高Cr铁素体钢是先进核电机组的首选结构材料之一。瞬时液相（TLP）扩散连接接头的组织与性能与母材接近，并可避免传统熔化焊由于高温热循环导致的接头性能劣化。TLP中间层中含有大量降熔元素，对接头蠕变过程中的组织演变及性能退化具有重要影响。据此，本项目拟对高Cr铁素体钢TLP接头组织的形成、演化，及其对接头蠕变断裂机制的影响开展研究：探究连接过程中降熔元素动态扩散、非平衡偏聚及过饱和析出的动力学行为，综合考虑降熔元素富集对界面移动的溶质拖曳及沉淀钉扎效应，澄清接头组织形成机制；阐明高温蠕变条件下的接头组织演变规律，澄清降熔元素的浓度场分布对组织演化行为的影响，揭示TLP接头性能退化的微观机制，并从显微组织退化的角度澄清TLP接头蠕变断裂机制。本项目的顺利实施将有助于加深高Cr铁素体钢TLP接头组织演变机制的理论认知，为高Cr铁素体钢TLP接头蠕变断裂机制及服役可靠性研究提供理论及试验支撑。

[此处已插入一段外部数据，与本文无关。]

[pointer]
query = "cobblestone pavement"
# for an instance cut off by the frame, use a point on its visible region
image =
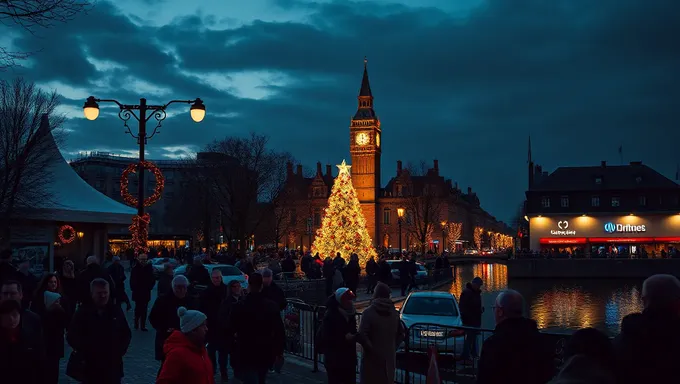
(141, 368)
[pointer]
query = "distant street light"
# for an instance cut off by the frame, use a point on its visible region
(127, 111)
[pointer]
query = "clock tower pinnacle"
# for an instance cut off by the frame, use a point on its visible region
(365, 149)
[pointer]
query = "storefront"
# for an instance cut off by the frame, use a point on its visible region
(607, 236)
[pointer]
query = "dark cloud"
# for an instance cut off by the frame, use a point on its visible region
(581, 77)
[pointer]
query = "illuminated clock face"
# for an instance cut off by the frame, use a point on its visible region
(362, 138)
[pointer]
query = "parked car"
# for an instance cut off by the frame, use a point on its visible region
(421, 275)
(431, 317)
(229, 273)
(158, 262)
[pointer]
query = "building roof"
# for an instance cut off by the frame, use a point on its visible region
(604, 177)
(73, 199)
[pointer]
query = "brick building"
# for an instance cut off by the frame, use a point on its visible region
(308, 196)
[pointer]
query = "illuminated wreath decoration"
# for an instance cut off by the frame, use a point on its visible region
(155, 196)
(66, 234)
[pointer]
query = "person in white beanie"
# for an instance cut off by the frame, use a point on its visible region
(186, 359)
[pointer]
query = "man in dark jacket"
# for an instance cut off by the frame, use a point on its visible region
(93, 271)
(471, 310)
(210, 302)
(100, 335)
(339, 332)
(259, 337)
(656, 329)
(142, 281)
(272, 291)
(163, 316)
(516, 352)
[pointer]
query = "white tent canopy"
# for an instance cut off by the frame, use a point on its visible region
(73, 199)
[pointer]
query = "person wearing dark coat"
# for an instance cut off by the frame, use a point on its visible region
(516, 352)
(257, 329)
(117, 273)
(21, 347)
(339, 332)
(142, 281)
(163, 316)
(99, 335)
(352, 272)
(371, 274)
(93, 271)
(646, 350)
(272, 291)
(165, 280)
(471, 310)
(210, 302)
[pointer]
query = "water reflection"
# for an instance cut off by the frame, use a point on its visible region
(557, 304)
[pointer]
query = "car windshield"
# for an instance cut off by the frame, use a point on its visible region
(430, 306)
(229, 270)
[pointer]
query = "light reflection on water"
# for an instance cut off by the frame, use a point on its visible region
(565, 304)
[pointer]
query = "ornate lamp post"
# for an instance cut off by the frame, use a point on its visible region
(127, 111)
(400, 218)
(443, 223)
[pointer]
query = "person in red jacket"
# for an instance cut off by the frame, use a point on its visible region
(186, 359)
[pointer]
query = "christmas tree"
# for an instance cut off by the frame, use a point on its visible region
(343, 228)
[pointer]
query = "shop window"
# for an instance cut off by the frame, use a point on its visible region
(595, 201)
(545, 202)
(564, 201)
(642, 201)
(386, 216)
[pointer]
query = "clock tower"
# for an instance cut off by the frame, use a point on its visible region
(365, 141)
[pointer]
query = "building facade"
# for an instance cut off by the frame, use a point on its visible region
(603, 210)
(431, 202)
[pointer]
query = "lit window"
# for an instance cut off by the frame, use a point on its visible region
(564, 201)
(595, 201)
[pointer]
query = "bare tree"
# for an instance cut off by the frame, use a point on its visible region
(24, 154)
(31, 15)
(258, 175)
(423, 205)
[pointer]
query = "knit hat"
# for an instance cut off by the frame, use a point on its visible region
(344, 294)
(189, 319)
(51, 298)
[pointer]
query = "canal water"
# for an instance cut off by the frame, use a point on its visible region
(556, 304)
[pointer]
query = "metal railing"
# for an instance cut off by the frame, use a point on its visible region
(303, 320)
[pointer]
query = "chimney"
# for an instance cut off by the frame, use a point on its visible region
(289, 169)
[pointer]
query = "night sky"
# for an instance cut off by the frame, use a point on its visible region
(463, 81)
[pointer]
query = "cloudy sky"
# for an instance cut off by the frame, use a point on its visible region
(463, 81)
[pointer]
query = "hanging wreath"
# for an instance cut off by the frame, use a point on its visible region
(66, 234)
(155, 196)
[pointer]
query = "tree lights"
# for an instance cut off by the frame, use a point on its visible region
(343, 228)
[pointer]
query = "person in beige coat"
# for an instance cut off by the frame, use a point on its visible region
(381, 333)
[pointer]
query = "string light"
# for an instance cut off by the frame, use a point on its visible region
(140, 233)
(343, 228)
(66, 234)
(157, 193)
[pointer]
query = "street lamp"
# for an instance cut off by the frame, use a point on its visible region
(443, 223)
(127, 111)
(400, 218)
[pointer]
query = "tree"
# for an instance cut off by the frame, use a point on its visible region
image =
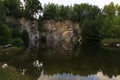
(12, 8)
(32, 7)
(109, 10)
(84, 11)
(5, 33)
(17, 42)
(2, 11)
(64, 12)
(50, 11)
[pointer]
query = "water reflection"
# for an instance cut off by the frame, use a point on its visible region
(79, 62)
(98, 76)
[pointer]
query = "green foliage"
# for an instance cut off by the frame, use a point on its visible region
(84, 11)
(12, 8)
(50, 11)
(110, 28)
(25, 38)
(32, 7)
(5, 33)
(2, 11)
(17, 42)
(110, 40)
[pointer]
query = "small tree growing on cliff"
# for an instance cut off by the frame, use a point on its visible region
(32, 7)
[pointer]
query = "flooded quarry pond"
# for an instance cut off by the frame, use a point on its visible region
(85, 62)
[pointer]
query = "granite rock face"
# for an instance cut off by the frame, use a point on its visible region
(61, 33)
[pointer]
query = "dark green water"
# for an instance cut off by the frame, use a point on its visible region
(83, 60)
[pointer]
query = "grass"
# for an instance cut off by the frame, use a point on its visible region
(10, 73)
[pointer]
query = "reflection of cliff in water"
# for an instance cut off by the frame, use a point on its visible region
(61, 49)
(70, 76)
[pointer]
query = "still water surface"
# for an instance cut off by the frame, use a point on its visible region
(84, 62)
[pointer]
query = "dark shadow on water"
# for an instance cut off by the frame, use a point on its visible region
(83, 60)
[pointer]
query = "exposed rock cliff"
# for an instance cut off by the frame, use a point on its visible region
(65, 32)
(32, 28)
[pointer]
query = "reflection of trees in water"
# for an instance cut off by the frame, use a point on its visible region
(64, 76)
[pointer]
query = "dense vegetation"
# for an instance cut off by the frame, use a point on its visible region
(96, 24)
(10, 12)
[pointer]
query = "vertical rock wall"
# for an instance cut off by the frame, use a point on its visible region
(61, 33)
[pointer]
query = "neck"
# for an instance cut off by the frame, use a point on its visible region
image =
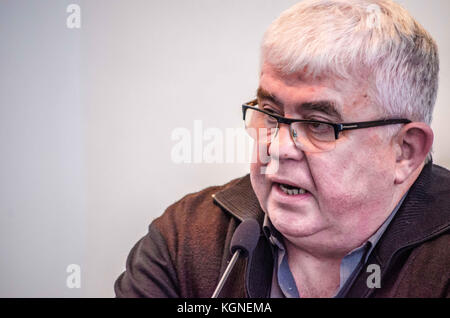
(315, 275)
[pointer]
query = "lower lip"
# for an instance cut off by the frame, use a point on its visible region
(280, 194)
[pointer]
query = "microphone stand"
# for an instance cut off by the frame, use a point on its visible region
(226, 273)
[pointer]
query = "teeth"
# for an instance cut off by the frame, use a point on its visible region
(292, 191)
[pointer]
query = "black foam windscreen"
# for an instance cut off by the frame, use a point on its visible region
(245, 237)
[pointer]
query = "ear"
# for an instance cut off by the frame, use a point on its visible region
(413, 143)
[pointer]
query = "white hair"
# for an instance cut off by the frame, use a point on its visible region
(375, 40)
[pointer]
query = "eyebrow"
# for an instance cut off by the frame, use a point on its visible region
(324, 106)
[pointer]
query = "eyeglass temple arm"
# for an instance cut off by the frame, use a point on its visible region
(369, 124)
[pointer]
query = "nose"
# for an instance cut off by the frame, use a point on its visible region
(283, 146)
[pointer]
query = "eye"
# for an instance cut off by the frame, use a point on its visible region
(271, 111)
(319, 128)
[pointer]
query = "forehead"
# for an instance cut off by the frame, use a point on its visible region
(349, 97)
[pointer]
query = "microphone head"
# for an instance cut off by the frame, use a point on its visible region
(245, 237)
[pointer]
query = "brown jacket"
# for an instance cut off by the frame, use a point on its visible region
(187, 248)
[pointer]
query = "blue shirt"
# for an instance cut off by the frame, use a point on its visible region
(283, 283)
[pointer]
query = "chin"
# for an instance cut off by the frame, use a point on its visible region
(291, 224)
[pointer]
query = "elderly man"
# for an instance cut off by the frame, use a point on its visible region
(349, 202)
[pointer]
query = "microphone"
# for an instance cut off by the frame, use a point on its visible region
(243, 243)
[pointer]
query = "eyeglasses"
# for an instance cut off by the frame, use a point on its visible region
(308, 135)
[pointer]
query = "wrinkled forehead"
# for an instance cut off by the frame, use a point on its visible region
(345, 96)
(357, 81)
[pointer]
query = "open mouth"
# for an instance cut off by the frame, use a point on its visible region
(291, 190)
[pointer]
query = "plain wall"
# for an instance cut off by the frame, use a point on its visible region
(87, 117)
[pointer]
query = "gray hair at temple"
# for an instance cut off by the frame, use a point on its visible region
(375, 40)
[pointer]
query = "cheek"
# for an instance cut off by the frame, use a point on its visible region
(260, 184)
(349, 183)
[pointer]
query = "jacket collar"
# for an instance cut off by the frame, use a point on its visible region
(423, 215)
(240, 200)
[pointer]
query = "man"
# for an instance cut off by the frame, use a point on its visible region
(349, 202)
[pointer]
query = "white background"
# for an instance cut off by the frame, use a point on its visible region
(86, 117)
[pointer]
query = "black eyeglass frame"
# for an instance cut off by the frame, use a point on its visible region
(338, 127)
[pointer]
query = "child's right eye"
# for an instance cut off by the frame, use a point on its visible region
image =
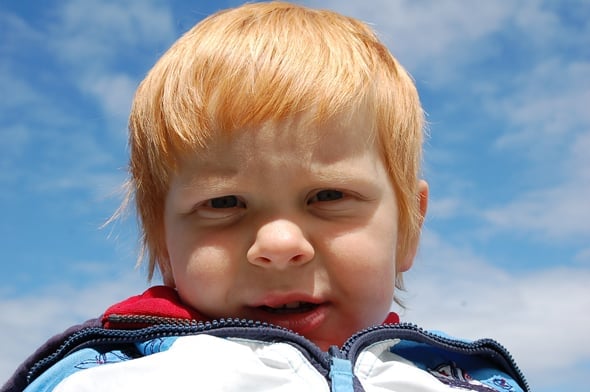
(220, 207)
(225, 202)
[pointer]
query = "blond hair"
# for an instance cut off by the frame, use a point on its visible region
(260, 62)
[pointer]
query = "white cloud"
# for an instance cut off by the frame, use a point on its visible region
(540, 316)
(98, 41)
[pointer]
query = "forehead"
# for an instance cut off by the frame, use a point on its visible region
(326, 142)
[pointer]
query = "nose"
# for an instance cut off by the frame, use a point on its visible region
(278, 244)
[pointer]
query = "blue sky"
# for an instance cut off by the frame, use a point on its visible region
(506, 245)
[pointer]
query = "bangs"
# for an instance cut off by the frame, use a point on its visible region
(258, 69)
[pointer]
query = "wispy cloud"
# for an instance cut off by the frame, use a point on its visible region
(459, 292)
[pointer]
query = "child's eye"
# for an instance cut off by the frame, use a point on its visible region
(220, 207)
(326, 195)
(224, 202)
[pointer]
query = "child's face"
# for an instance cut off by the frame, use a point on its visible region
(283, 226)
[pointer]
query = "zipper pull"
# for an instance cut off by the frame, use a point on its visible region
(341, 375)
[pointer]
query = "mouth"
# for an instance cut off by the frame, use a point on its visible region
(290, 308)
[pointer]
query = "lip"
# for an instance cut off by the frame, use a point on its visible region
(301, 322)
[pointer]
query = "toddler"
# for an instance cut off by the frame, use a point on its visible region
(275, 158)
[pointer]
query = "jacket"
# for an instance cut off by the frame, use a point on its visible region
(151, 342)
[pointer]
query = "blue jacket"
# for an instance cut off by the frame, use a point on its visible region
(152, 343)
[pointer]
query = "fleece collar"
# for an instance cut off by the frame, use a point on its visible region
(163, 302)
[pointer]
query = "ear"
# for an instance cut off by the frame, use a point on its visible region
(407, 259)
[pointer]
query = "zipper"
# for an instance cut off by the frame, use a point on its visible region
(162, 327)
(408, 331)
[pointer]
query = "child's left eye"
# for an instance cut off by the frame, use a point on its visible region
(326, 195)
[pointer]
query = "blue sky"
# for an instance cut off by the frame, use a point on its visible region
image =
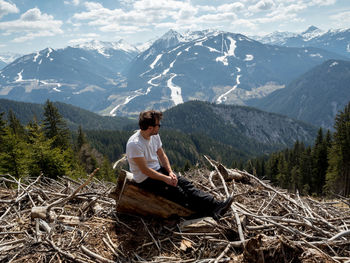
(30, 25)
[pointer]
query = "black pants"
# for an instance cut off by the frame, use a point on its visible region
(185, 194)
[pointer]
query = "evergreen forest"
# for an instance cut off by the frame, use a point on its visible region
(49, 147)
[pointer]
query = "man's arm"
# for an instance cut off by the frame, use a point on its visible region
(142, 165)
(163, 158)
(166, 164)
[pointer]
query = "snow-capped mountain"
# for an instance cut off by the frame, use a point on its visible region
(212, 66)
(315, 97)
(113, 79)
(7, 58)
(79, 76)
(106, 48)
(337, 40)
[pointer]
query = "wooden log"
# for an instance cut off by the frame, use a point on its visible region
(131, 199)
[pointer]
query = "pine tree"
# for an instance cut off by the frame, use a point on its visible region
(13, 157)
(320, 155)
(338, 174)
(15, 125)
(306, 165)
(55, 127)
(81, 140)
(51, 161)
(2, 130)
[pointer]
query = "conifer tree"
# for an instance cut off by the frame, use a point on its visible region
(13, 157)
(52, 162)
(319, 153)
(55, 127)
(81, 140)
(15, 125)
(2, 130)
(338, 174)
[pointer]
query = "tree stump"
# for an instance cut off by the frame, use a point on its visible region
(130, 199)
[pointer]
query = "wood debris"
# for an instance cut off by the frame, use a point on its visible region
(65, 220)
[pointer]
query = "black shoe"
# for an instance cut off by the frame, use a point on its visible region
(222, 208)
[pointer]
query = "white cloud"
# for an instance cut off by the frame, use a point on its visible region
(322, 2)
(7, 8)
(342, 18)
(72, 2)
(33, 24)
(233, 7)
(262, 5)
(245, 24)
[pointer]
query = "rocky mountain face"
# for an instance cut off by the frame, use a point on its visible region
(250, 130)
(315, 97)
(116, 79)
(337, 40)
(7, 57)
(84, 76)
(211, 66)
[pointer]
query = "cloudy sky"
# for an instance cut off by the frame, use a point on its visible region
(31, 25)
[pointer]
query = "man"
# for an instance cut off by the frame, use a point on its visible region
(144, 152)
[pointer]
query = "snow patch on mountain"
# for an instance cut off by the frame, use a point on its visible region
(316, 55)
(19, 76)
(222, 98)
(102, 47)
(150, 82)
(36, 56)
(248, 57)
(175, 91)
(230, 51)
(155, 61)
(136, 94)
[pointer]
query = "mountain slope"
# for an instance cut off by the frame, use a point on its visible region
(333, 40)
(246, 129)
(74, 116)
(315, 97)
(212, 66)
(84, 76)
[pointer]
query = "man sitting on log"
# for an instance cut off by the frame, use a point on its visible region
(144, 151)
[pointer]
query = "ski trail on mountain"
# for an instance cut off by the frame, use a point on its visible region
(175, 91)
(155, 61)
(222, 98)
(229, 53)
(128, 99)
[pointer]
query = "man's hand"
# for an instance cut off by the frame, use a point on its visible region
(171, 179)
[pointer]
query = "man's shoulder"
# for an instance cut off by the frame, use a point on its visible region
(135, 138)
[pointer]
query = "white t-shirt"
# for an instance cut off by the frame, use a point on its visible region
(137, 146)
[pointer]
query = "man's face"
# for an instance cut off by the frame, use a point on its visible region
(155, 129)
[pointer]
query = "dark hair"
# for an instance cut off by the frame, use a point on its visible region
(149, 118)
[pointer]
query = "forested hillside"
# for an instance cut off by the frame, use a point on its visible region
(47, 145)
(74, 116)
(323, 168)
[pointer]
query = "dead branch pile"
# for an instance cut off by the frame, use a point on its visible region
(45, 220)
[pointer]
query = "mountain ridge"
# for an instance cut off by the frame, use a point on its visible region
(315, 97)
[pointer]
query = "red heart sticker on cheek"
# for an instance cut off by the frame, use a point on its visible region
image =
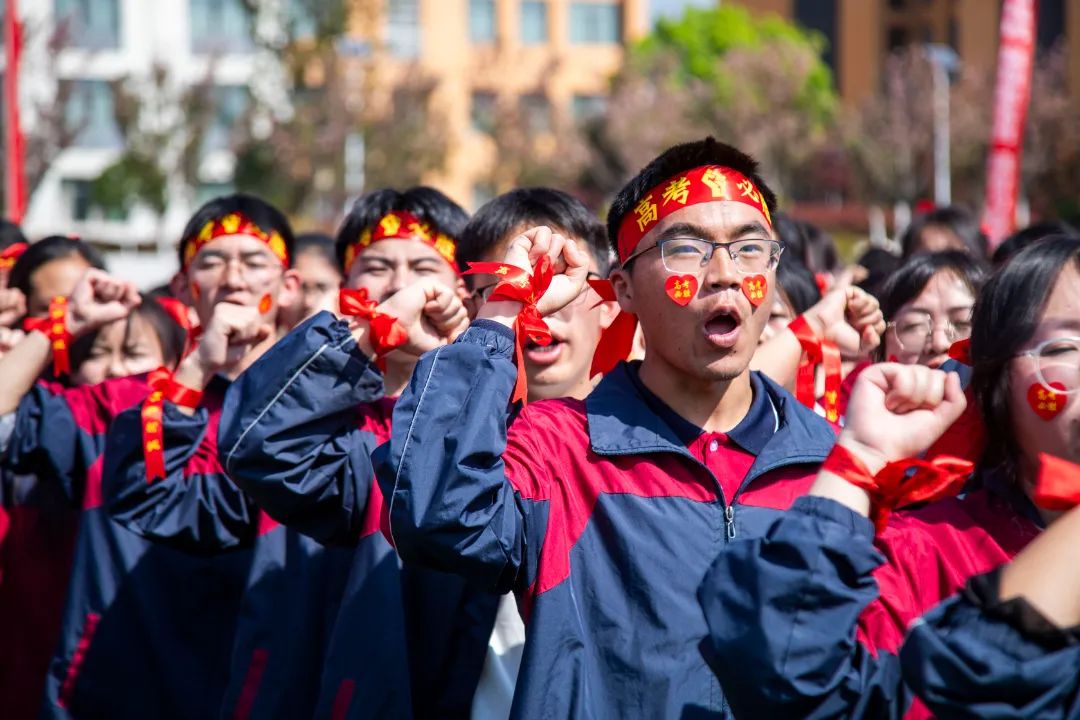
(1045, 403)
(682, 288)
(755, 288)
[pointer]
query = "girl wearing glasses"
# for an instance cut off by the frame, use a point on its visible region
(817, 609)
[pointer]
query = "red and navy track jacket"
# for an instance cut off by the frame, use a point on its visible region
(259, 598)
(594, 513)
(51, 467)
(977, 656)
(817, 611)
(297, 432)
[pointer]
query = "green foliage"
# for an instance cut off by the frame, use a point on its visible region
(133, 177)
(701, 38)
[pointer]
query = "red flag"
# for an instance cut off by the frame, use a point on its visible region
(1011, 94)
(15, 177)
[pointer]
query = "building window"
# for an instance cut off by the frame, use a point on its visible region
(79, 197)
(482, 21)
(534, 23)
(483, 112)
(90, 24)
(220, 26)
(403, 28)
(595, 23)
(230, 104)
(91, 114)
(536, 112)
(588, 107)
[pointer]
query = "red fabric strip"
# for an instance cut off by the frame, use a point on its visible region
(90, 626)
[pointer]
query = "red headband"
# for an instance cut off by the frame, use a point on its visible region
(11, 254)
(701, 185)
(402, 225)
(235, 223)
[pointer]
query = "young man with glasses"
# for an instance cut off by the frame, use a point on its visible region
(603, 514)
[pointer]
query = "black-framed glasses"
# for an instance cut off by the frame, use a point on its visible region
(689, 255)
(914, 334)
(484, 293)
(1057, 364)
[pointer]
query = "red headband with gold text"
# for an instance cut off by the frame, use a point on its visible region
(701, 185)
(235, 223)
(402, 225)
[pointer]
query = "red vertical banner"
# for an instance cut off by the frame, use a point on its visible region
(1011, 94)
(14, 151)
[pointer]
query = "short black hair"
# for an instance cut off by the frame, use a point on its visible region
(172, 337)
(959, 220)
(46, 249)
(429, 205)
(316, 243)
(10, 233)
(1006, 317)
(1025, 236)
(797, 283)
(912, 277)
(258, 211)
(496, 219)
(680, 159)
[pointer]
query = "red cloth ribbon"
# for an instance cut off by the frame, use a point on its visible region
(163, 386)
(617, 341)
(11, 254)
(960, 351)
(1058, 484)
(520, 286)
(818, 352)
(894, 486)
(54, 327)
(387, 334)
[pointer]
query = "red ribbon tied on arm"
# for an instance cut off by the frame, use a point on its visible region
(163, 386)
(387, 334)
(54, 327)
(520, 286)
(895, 486)
(617, 341)
(818, 352)
(1058, 484)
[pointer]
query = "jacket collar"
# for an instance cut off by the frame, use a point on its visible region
(623, 420)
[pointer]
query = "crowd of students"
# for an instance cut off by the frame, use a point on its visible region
(523, 464)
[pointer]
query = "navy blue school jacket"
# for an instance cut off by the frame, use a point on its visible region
(248, 602)
(594, 513)
(297, 432)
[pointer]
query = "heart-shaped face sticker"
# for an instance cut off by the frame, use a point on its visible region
(755, 287)
(1045, 403)
(682, 288)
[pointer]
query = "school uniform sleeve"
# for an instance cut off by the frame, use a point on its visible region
(298, 429)
(783, 614)
(463, 497)
(974, 656)
(59, 432)
(194, 506)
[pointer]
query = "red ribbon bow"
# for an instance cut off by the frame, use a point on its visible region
(387, 334)
(520, 286)
(617, 341)
(818, 352)
(163, 386)
(1058, 485)
(54, 327)
(894, 486)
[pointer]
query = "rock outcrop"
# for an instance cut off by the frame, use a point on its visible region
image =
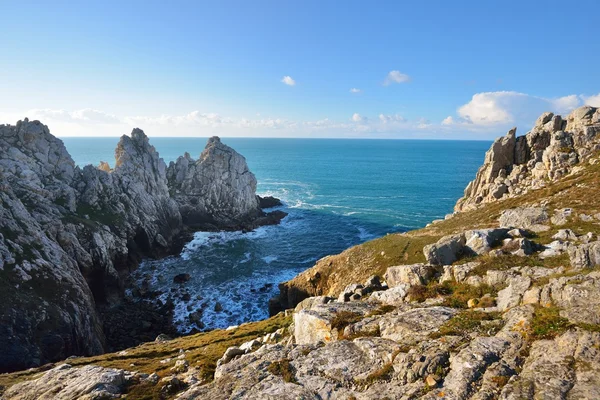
(552, 149)
(218, 188)
(488, 305)
(69, 237)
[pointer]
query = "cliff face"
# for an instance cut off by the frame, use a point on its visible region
(498, 302)
(515, 165)
(217, 188)
(70, 236)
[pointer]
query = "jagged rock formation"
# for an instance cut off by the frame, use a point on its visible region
(69, 236)
(217, 188)
(493, 303)
(552, 149)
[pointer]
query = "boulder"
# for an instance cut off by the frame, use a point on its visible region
(585, 255)
(512, 295)
(218, 188)
(70, 383)
(446, 250)
(481, 241)
(393, 296)
(319, 323)
(528, 218)
(515, 165)
(415, 274)
(65, 229)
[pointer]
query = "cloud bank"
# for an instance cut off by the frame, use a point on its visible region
(486, 115)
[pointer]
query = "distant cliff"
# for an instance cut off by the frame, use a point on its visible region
(499, 301)
(551, 150)
(69, 237)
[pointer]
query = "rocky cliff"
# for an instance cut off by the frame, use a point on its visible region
(217, 188)
(515, 165)
(69, 237)
(501, 301)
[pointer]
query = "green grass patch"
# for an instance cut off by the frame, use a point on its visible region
(342, 319)
(547, 323)
(455, 294)
(467, 322)
(283, 369)
(203, 350)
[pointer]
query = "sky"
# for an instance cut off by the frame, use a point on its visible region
(337, 69)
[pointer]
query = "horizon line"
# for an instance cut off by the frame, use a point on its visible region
(277, 137)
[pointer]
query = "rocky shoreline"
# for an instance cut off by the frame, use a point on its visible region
(70, 236)
(497, 301)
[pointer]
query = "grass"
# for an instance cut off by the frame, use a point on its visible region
(577, 191)
(202, 351)
(344, 318)
(547, 323)
(383, 374)
(282, 368)
(455, 294)
(468, 322)
(383, 309)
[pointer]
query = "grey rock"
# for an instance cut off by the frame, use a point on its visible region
(512, 295)
(551, 150)
(415, 274)
(470, 363)
(446, 250)
(217, 188)
(528, 218)
(393, 296)
(481, 241)
(65, 230)
(585, 255)
(315, 324)
(68, 383)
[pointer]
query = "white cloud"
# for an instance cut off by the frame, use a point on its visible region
(489, 109)
(593, 100)
(288, 80)
(395, 77)
(83, 115)
(384, 119)
(449, 120)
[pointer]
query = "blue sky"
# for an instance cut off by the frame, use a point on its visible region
(436, 69)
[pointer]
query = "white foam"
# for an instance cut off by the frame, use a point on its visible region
(269, 259)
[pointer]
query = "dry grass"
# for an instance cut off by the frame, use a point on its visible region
(202, 351)
(468, 322)
(283, 369)
(455, 294)
(578, 191)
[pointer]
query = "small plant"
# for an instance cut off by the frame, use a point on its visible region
(344, 318)
(282, 368)
(455, 294)
(383, 309)
(547, 323)
(382, 374)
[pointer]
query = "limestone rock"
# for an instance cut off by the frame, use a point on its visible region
(529, 218)
(69, 383)
(551, 150)
(217, 188)
(585, 255)
(316, 324)
(70, 236)
(415, 274)
(446, 250)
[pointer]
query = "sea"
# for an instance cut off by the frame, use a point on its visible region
(337, 192)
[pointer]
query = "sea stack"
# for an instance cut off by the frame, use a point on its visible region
(69, 237)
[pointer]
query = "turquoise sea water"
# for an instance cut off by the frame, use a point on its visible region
(338, 193)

High Cr ferritic steel is one of the preferred structural materials for advanced nuclear power plants. The microstructures and mechanical properties of the transient liquid phase (TLP) diffusion bonding joint is close to that of base metal. Furthermore, TLP bonding would avoid the deterioration of joints caused by the high temperature thermal cycle during the traditional fusion welding. However, high contents of the melting point depressant elements in the interlayer for TLP bonding affect the microstructural evolution and performance degradation in the process of creep at high temperature. Hence, the present project will study on formation and evolution of microstructure in the TLP bonding joint of the high Cr ferritic steel, and the effects of which on creep fracture mechanism. The kinetics and behaviors of the dynamic diffusion, non-equilibrium segregation and supersaturated precipitation of the melting point depressant elements during TLP bonding will be researched. On consideration of the effect of solute drag and precipitates pinning, caused by enrichment of the melting point depressant elements, on boundaries moving, the formation mechanism of joint microstructure will be clarified. The microstructure evolution of TLP joints under the condition of high temperature creep will demonstrated, and the influence of the concentration distribution of the melting point depressant elements on microstructural evolution will be clarified. The micro-mechanism for the mechanical properties’ degradation of TLP bonding joints will be revealed, and the creep fracture mechanism of TLP joints will be clarified from the perspective of microstructure degradation. The successful implementation of this project will help to improve the theory for the microstructural evolution mechanism in the TLP bonding joint of the high Cr ferritic steel, and provide theoretical and experimental support for creep fracture mechanism and service reliability of TLP bonding joints in the high Cr ferritic steel.